Procession with wonderworking Kursk Root Icon to mark 400th anniversary in June
This year will mark a major milestone for the miraculous Kursk Root Icon of the Mother of God. The icon regularly resides in New York, but it returns to Kursk, Russia every year for the consolation of the faithful, who participate in a procession with the icon by the thousands. This year marks the 400th anniversary of the holy procession. The procession, to be held on June 8, will go from the Znamenny Monastery in Kursk to the Kursk Root-Nativity of the Mother of God Hermitage.
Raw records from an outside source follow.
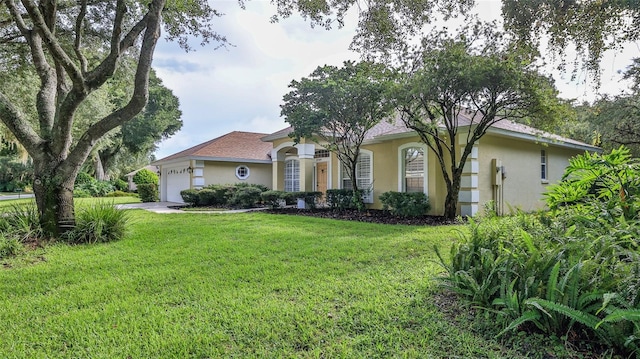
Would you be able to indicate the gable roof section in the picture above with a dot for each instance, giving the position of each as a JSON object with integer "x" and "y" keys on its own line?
{"x": 236, "y": 146}
{"x": 395, "y": 128}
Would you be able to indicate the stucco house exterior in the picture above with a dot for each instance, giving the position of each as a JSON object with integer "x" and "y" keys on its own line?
{"x": 232, "y": 158}
{"x": 130, "y": 184}
{"x": 511, "y": 165}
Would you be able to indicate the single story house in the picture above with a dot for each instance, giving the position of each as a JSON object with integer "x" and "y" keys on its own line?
{"x": 511, "y": 165}
{"x": 232, "y": 158}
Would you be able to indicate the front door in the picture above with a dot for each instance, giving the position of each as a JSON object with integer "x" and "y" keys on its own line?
{"x": 322, "y": 174}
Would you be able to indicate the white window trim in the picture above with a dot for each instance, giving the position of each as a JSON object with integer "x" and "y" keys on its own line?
{"x": 544, "y": 177}
{"x": 401, "y": 165}
{"x": 243, "y": 177}
{"x": 369, "y": 197}
{"x": 329, "y": 169}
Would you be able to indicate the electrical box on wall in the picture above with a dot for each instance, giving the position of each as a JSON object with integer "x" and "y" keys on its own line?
{"x": 497, "y": 171}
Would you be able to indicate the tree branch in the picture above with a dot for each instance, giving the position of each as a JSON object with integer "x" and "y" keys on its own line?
{"x": 140, "y": 94}
{"x": 19, "y": 126}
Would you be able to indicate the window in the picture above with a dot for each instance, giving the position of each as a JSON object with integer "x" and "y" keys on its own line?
{"x": 413, "y": 169}
{"x": 364, "y": 174}
{"x": 292, "y": 176}
{"x": 322, "y": 154}
{"x": 543, "y": 165}
{"x": 242, "y": 172}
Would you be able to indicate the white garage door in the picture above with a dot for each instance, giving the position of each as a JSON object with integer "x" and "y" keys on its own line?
{"x": 176, "y": 182}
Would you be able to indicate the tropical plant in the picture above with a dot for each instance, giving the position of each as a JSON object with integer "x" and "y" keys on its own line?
{"x": 405, "y": 204}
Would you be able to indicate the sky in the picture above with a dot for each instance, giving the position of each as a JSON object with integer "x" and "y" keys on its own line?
{"x": 240, "y": 87}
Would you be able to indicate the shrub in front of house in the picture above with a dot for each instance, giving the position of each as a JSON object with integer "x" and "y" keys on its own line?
{"x": 144, "y": 176}
{"x": 100, "y": 222}
{"x": 405, "y": 204}
{"x": 343, "y": 199}
{"x": 190, "y": 196}
{"x": 245, "y": 197}
{"x": 219, "y": 195}
{"x": 120, "y": 185}
{"x": 83, "y": 177}
{"x": 148, "y": 192}
{"x": 273, "y": 199}
{"x": 120, "y": 194}
{"x": 310, "y": 198}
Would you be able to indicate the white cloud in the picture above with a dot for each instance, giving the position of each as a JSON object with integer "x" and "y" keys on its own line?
{"x": 240, "y": 87}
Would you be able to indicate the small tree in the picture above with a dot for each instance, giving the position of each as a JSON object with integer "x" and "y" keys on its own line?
{"x": 458, "y": 90}
{"x": 335, "y": 107}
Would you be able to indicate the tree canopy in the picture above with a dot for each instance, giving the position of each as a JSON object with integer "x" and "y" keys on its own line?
{"x": 337, "y": 106}
{"x": 462, "y": 85}
{"x": 591, "y": 27}
{"x": 74, "y": 49}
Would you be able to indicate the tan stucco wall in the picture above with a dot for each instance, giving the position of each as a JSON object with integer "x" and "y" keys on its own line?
{"x": 386, "y": 167}
{"x": 225, "y": 173}
{"x": 523, "y": 187}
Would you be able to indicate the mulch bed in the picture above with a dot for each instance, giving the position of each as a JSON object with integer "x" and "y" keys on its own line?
{"x": 369, "y": 216}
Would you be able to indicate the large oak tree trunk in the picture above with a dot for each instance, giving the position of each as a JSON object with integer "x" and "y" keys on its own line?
{"x": 53, "y": 190}
{"x": 451, "y": 201}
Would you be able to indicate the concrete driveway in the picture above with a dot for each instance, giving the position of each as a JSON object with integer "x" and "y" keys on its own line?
{"x": 157, "y": 207}
{"x": 163, "y": 207}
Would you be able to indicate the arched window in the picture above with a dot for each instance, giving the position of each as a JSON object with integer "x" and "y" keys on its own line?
{"x": 291, "y": 175}
{"x": 242, "y": 172}
{"x": 364, "y": 175}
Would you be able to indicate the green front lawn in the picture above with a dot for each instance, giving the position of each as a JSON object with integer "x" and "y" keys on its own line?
{"x": 6, "y": 205}
{"x": 236, "y": 285}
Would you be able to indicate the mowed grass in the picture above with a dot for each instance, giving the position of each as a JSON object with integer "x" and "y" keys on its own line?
{"x": 237, "y": 285}
{"x": 8, "y": 204}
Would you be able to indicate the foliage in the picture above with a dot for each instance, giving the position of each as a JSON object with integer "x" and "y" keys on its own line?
{"x": 148, "y": 192}
{"x": 460, "y": 86}
{"x": 405, "y": 204}
{"x": 241, "y": 195}
{"x": 336, "y": 107}
{"x": 144, "y": 176}
{"x": 245, "y": 197}
{"x": 133, "y": 144}
{"x": 98, "y": 223}
{"x": 342, "y": 199}
{"x": 569, "y": 272}
{"x": 588, "y": 28}
{"x": 593, "y": 180}
{"x": 310, "y": 198}
{"x": 273, "y": 199}
{"x": 21, "y": 222}
{"x": 190, "y": 196}
{"x": 119, "y": 194}
{"x": 15, "y": 173}
{"x": 81, "y": 193}
{"x": 120, "y": 184}
{"x": 95, "y": 188}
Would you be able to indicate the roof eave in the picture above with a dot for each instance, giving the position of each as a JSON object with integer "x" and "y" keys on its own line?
{"x": 211, "y": 159}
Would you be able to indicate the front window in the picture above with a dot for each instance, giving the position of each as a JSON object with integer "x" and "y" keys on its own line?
{"x": 364, "y": 175}
{"x": 292, "y": 176}
{"x": 543, "y": 165}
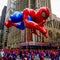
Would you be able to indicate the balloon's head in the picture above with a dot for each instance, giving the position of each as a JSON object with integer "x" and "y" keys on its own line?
{"x": 43, "y": 12}
{"x": 16, "y": 17}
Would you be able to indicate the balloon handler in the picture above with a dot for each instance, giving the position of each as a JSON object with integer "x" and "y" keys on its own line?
{"x": 29, "y": 18}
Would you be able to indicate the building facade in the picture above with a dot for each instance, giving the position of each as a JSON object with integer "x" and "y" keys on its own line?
{"x": 15, "y": 36}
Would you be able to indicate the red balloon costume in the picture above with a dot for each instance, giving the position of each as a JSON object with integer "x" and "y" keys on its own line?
{"x": 37, "y": 23}
{"x": 39, "y": 18}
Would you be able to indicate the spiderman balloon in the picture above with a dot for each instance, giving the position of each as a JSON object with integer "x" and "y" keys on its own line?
{"x": 29, "y": 18}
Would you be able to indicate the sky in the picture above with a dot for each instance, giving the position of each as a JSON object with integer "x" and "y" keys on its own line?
{"x": 55, "y": 6}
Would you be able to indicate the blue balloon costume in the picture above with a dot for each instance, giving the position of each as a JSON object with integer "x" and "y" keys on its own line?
{"x": 29, "y": 18}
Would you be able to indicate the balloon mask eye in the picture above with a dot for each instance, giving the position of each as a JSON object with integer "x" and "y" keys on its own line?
{"x": 43, "y": 14}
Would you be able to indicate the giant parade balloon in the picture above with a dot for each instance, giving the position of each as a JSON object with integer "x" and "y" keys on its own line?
{"x": 29, "y": 18}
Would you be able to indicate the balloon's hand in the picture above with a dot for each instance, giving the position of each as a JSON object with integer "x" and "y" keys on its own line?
{"x": 35, "y": 32}
{"x": 7, "y": 23}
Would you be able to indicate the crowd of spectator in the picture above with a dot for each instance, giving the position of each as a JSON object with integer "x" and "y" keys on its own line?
{"x": 28, "y": 54}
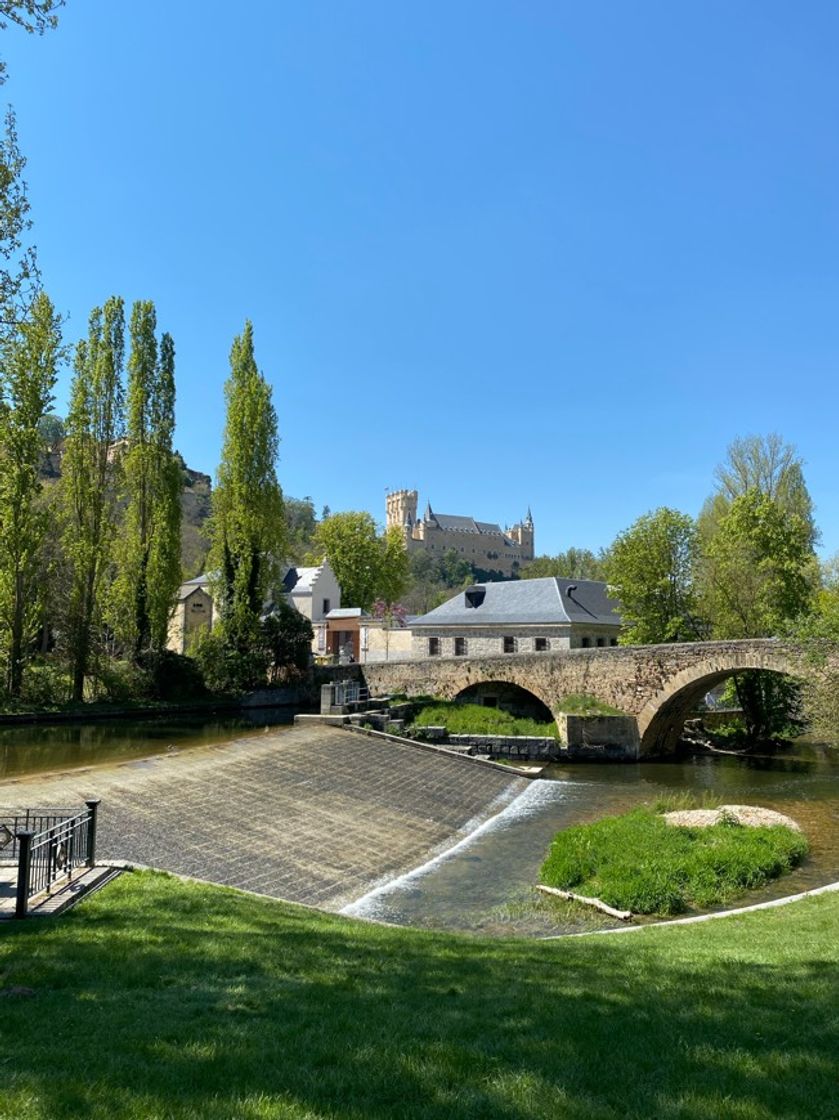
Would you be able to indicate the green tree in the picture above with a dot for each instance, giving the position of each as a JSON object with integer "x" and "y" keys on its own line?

The traditional procession with the icon was first held in 1618 by decree of Tsar Michael Fedorovich. It was then that the miraculous icon was first solemnly transferred from the Znamenny Monastery to the Kursk Root Hermitage on the occasion of the consecration of the first, then-wooden Church of the Nativity of the Mother of God.
According to the established tradition, the procession would begin on Friday of the 9th week after Pascha, and the icon would remain at the Kursk Root Hermitage, built on the site where the icon first appeared, until September, after which it would again be carried to Kursk.
This tradition was interrupted in 1919 when the icon was taken abroad. The procession was reborn in its fullness only in 1990, although there is evidence that, despite the prohibitions and persecution, a small group of believers continued to secretly walk the path of the procession to the closed monastery, where they would pray for the return of the holy icon.
The Kursk Root Hermitage, with its main church dedicated to the Nativity of the Mother of God, has been restored in our times. The wonderworking Kursk Root Icon first returned to Kursk on September 23, 2009 after nearly a century abroad. Since 1957, it has been kept in the Russian Orthodox Church Outside of Russia’s Cathedral of the Sign in New York.